There are those who advocate on behalf of the Palestinians by claiming that they are poor, carved aside from regular society. They have no hope. And I bet there are stats to show that the Arab sector in Israel deserves a larger share of the national pie.

But to say ‘no hope’? I have just shown two simple examples of where such hope lies, daily. And what about the Oslo Accords of the early 1990s. As my wife reminded me, that framework was installed precisely to offer the kind of hope that the Palestinians are looking for today. Unfortunately, the violence of Arafat’s Intifada destroyed such dreams for many, of all persuasions.

And the rock that was hurled at Alexander Levlovitch’s car? It was as much about the desire for peace and mutual recognition and was that same Intifada. In other words, the terrorists are burying the very “hope” they aspire to, and you have to ask why?

The violence in the Holy Land reached a new level of horror last night. Until now, much of the Palestinian terror has been focused in the capital, Jerusalem. On this occasion, a young man ran amuck in Beersheba, killing at least one person and severely injuring many others.

A murderous act, directed against Jews. But what prompted it? Is it economic distress and poverty, as many international commentators and academics like to advocate?

Three facts stand out in this discussion.

  1. For all the problems with accuracy that the World Bank has in measuring Palestinian GDP, Gross Domestic Product, – the accepted international measurement of the size of an economy – the amount for the West Bank and Gaza is low.

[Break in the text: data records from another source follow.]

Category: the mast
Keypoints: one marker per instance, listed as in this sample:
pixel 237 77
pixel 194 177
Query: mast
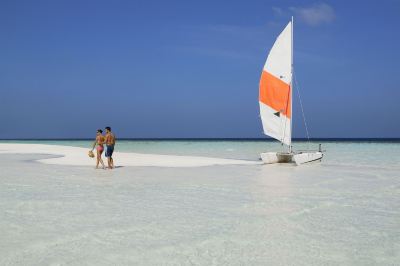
pixel 291 93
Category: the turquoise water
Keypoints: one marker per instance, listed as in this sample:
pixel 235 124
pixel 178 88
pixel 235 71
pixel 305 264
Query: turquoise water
pixel 358 153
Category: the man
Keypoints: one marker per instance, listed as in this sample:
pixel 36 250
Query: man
pixel 110 142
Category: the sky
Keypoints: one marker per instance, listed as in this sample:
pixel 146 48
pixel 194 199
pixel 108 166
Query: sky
pixel 191 69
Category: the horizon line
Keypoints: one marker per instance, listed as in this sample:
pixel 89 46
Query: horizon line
pixel 210 139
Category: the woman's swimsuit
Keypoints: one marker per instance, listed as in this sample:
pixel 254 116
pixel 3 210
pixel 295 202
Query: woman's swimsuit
pixel 100 147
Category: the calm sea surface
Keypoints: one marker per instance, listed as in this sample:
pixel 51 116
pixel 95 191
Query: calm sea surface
pixel 357 153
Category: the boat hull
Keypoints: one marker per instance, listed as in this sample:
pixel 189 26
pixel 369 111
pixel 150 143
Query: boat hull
pixel 297 158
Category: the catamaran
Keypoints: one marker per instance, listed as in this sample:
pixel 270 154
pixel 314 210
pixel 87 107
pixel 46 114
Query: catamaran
pixel 275 99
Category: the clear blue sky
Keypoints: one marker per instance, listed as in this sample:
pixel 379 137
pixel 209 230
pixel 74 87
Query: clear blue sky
pixel 154 69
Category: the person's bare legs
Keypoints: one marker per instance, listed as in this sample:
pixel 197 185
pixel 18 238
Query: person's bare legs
pixel 110 163
pixel 99 159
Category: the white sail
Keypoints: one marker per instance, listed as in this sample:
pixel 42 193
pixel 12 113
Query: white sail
pixel 275 95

In current US$, the figure is US$12.8 billion. This reflects high unemployment, negligible collection of taxes, low wages, all of which combine in turn to have knock on effects re corruption etc.
  2. According to the IMF, there are dozens of countries, whose GDP is on a par or less than that of the Palestinians. To name but a few – Bahamas, Malta, Malawi, several pacific islands, etc. Yet despite the relative low income levels, most of these countries do not have swathes of citizens looking to pick up knives and guns and then use them against specific ethnic groupings.
  3. In a rare but fascinating social analysis of the families of some of those who have perpetrated these heinous crimes, it emerges that most of the attackers have come from ‘middle-class’ backgrounds. “They all lived in houses owned by their families, and had unlimited access to the internet. They all carried smartphones that allowed them to share their views on Facebook and Twitter and, among other things, to engage in wanton incitement against Israel and Jews.”

In parallel, it is also gradually emerging that the Palestinian Authority (PA) , which for decades has been crying about its empty coffers, has a veritable surplus of riches. For example, last week, I cited a Palestinian source that mentioned how the PA carries around US$1.3 billion in overseas investments.

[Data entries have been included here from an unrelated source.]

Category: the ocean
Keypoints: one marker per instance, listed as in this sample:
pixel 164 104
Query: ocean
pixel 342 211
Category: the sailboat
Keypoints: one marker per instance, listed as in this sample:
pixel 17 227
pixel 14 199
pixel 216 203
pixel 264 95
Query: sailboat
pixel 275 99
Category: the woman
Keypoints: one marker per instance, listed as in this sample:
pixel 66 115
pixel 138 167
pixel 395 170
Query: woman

And yesterday, I read some original research by Doron Peskin in the Hebrew newspaper, “The Calcalist”, which menas “The Economist”. The Palestinian National Fund was established way back in 1964. Today, it is directly controlled by President Abbas himself. Aside from donations from the Saddam Husseins of this world, every public employee in the PA ‘donates’ 5% of his salary to the Fund.

The total current value of the fund is unknown, although assumed to be in the billions. Peskin’s coverage of the financial worth of Palestinian leaders has proved to be accurate over the years.

So, if ain’t the money, what prompts a young Palestinian adult to pick up a knife and look for a Jew to murder? If you look at the backgrounds of Muhannad Halabi, Shuruq Dweyat, Fadi Alloun and others – male or female – for all their lives they have been exposed to incitement. It is available of Palestinian television. It is available in school textbooks, funded by UNESCO, which in turn is funded by Western taxpayers. And it is available on social media.

This is hatred. It is time for the rest of the world to shout “No, Enough. Unacceptable”. Otherwise, as has already happened on the streets in London and Berlin, these crimes will become another successful export from the Middle East.